En bref
- Le Conseil des Etats a confirmé mercredi l'imprescriptibilité de l'assassinat par 25 voix contre 18 à Berne. Cette décision intervient après de longs débats entre les deux Chambres et doit encore passer les votations finales.
- Malgré les objections du ministre de la Justice, Beat Jans, et les inquiétudes sur des preuves qui disparaissent avec le temps, les partisans, comme Pirmin Schwander, estiment que cette mesure apporte justice aux victimes et à leurs proches.

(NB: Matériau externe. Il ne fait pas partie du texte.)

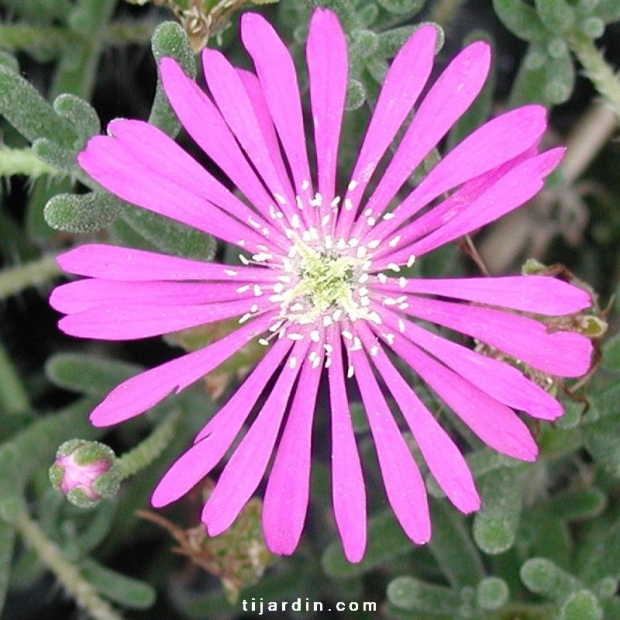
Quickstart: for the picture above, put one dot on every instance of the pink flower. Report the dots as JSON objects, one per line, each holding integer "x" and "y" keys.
{"x": 323, "y": 285}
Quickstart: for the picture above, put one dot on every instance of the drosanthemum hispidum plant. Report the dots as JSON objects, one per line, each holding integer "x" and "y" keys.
{"x": 321, "y": 284}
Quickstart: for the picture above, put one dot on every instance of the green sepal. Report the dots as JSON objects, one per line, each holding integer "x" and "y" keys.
{"x": 62, "y": 160}
{"x": 542, "y": 576}
{"x": 521, "y": 19}
{"x": 492, "y": 593}
{"x": 453, "y": 548}
{"x": 582, "y": 605}
{"x": 557, "y": 15}
{"x": 30, "y": 113}
{"x": 82, "y": 116}
{"x": 24, "y": 161}
{"x": 611, "y": 353}
{"x": 7, "y": 542}
{"x": 607, "y": 10}
{"x": 542, "y": 78}
{"x": 356, "y": 95}
{"x": 602, "y": 441}
{"x": 170, "y": 40}
{"x": 142, "y": 229}
{"x": 402, "y": 7}
{"x": 88, "y": 374}
{"x": 386, "y": 541}
{"x": 117, "y": 587}
{"x": 82, "y": 213}
{"x": 413, "y": 594}
{"x": 34, "y": 448}
{"x": 495, "y": 524}
{"x": 8, "y": 61}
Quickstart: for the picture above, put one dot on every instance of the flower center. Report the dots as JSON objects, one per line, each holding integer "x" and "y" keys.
{"x": 324, "y": 283}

- Actuellement, le droit suisse prévoit déjà l'imprescriptibilité pour le génocide, les crimes contre l'humanité, les crimes de guerre et les abus sexuels sur enfants, mais cette extension toucherait un nombre limité de cas.
Le Conseil des Etats a maintenu mercredi l'imprescriptibilité de l'assassinat par 25 voix contre 18. Après des années de débat, les deux Chambres se sont finalement accordées sur ce point. Le projet doit encore passer la barre des votations finales.

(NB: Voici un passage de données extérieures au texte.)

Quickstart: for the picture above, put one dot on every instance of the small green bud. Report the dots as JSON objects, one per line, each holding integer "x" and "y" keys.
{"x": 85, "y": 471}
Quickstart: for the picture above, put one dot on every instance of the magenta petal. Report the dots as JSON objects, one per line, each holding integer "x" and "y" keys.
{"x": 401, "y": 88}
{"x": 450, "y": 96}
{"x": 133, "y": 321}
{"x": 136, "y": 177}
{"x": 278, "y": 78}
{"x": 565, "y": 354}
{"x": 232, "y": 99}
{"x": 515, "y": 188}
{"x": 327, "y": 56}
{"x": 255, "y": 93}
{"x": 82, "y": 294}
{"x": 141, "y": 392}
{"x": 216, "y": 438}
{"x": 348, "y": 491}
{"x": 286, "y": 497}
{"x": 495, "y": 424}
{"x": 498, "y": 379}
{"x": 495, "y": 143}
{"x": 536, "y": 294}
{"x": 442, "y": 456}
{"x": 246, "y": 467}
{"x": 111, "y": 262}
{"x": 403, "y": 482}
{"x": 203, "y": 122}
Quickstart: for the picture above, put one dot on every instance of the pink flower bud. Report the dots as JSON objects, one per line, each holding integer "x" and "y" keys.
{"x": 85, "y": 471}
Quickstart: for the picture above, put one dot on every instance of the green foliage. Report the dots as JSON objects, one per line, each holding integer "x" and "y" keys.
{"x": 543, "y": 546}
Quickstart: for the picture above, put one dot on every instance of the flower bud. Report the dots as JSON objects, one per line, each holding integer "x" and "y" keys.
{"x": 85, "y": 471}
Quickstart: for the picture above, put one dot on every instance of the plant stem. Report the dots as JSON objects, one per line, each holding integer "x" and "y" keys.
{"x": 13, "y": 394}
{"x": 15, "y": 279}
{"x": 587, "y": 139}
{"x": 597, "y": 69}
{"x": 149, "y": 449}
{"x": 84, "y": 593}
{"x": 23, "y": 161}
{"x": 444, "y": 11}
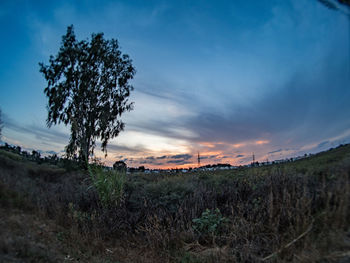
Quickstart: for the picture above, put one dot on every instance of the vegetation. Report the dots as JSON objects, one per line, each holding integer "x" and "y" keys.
{"x": 88, "y": 88}
{"x": 292, "y": 212}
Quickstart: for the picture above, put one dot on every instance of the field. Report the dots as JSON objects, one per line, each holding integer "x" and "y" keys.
{"x": 291, "y": 212}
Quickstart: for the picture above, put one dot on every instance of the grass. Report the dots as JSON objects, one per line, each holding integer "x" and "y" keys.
{"x": 291, "y": 212}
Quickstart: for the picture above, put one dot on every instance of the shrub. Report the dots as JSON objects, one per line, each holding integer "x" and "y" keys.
{"x": 210, "y": 223}
{"x": 108, "y": 184}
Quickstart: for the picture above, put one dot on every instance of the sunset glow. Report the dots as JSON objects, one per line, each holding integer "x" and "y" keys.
{"x": 225, "y": 80}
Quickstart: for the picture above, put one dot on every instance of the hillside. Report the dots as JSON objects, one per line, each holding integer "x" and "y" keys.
{"x": 291, "y": 212}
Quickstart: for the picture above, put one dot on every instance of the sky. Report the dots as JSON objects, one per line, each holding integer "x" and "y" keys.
{"x": 223, "y": 78}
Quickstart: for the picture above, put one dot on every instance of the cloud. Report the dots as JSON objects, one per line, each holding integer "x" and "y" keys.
{"x": 322, "y": 144}
{"x": 181, "y": 156}
{"x": 178, "y": 162}
{"x": 276, "y": 151}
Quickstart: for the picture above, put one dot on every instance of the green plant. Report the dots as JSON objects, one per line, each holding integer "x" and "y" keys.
{"x": 209, "y": 223}
{"x": 108, "y": 184}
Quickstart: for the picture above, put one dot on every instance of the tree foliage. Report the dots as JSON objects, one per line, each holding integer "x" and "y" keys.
{"x": 88, "y": 89}
{"x": 331, "y": 4}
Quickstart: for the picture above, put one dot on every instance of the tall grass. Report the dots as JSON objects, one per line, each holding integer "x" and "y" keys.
{"x": 109, "y": 184}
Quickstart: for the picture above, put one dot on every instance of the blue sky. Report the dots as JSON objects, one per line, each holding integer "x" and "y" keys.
{"x": 225, "y": 78}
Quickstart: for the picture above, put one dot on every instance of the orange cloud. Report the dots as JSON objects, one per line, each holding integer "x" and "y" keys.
{"x": 260, "y": 142}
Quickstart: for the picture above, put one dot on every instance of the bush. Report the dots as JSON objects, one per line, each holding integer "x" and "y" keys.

Une initiative du canton de St-Gall demandait l'imprescriptibilité des actes susceptibles d'être punis de la prison à vie. Sur des votes serrés, les deux Chambres avaient adopté une solution prévoyant l'imprescriptibilité uniquement pour l'assassinat.
La commission des affaires juridiques du Conseil des Etats a demandé la prescriptibilité après 30 ans. Mais le plénum a refusé de suivre. «Quelle est la différence entre 29 et 31 ans?», a lancé Daniel Jositsch (Indépendant/ZH). Il s'agit de peu de cas, mais ils touchent toute la Suisse. Et de rappeler les nombreux assassinats d'enfants qui n'ont pas été clarifiés.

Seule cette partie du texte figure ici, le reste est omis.